17th Jul 2016
Just like any bad personal relationship negatively affects your confidence, self-esteem and ability to manage stress, so too does a bad relationship with your job. So how do you know if it is time to break up with your job? These five signs are a good place to start the process:
You can’t think of five good reasons to stay in your job
Sit down with a blank sheet of paper and list everything that you genuinely love about your job. What might initially seem like a very simple exercise is in fact telling. If it’s easier to think of five reasons to leave your job than five reasons to stay in your job it is time to consider your options seriously.
Sunday is your new Monday
Even in the perfect job, there are days you want to stay in bed, other days you don’t feel challenged, or you hit the 3pm slump at 10am. The difference between a bad day and a bad relationship with your job is simple – on Sunday your thoughts are invaded with dread about work the following day. You also have nerves in the pit of your stomach, you can’t sleep, and you are unusually tearful, tense and irritable.
Your health is declining
You can’t quite put a finger on what is wrong, but you know something is. You get every bug going, and your energy levels are at an all-time low. Watch out for back pain, headaches or tension in your shoulders as they are often the first signs of cracks in the relationship between you and your job.

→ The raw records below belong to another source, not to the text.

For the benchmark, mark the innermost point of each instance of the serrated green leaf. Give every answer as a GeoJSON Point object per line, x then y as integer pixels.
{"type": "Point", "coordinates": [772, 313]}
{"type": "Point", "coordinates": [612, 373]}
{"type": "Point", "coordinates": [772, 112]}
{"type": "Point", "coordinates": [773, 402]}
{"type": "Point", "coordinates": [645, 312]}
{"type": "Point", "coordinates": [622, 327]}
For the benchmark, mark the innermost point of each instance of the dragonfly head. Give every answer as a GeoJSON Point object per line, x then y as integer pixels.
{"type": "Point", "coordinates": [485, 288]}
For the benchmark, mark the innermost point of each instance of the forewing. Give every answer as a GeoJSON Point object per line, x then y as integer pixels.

You’re gradually losing interest in your hobbies
Whatever the form, your hobbies take they help you relax, unwind and regenerate. It might be going to the gym, running, baking, knitting, five-a-side soccer, cooking, reading, cycling, your book club or painting. If you find that you don’t have the energy, interest or time for your hobbies anymore, you need to evaluate why seriously. If you find that work is the reason, you need to consider your priorities.
You take stress home
Constant 24/7 easy access to work means you are on call around the clock. Are you checking your phone as you watch T.V, responding to just ?one? email or just one more call, spending time on work projects, consistently coming home late or constantly talking about work despite finding this stressful? If this sounds familiar, start by asking yourself why you are doing this, how does it make you feel and what impact is it having on your personal relationships?
Everyone knows you are unhappy in your job
The first thing you talk about every evening is how much you hate your job; repeatedly replaying the conversation about how much you hate your job to EVERYONE you know. You are struggling to take the plunge and break up with your job because you just don’t know what to do.
If you find that you are nodding your head while reading this piece, you need to get advice, get support, and begin to make a plan to break up with your job!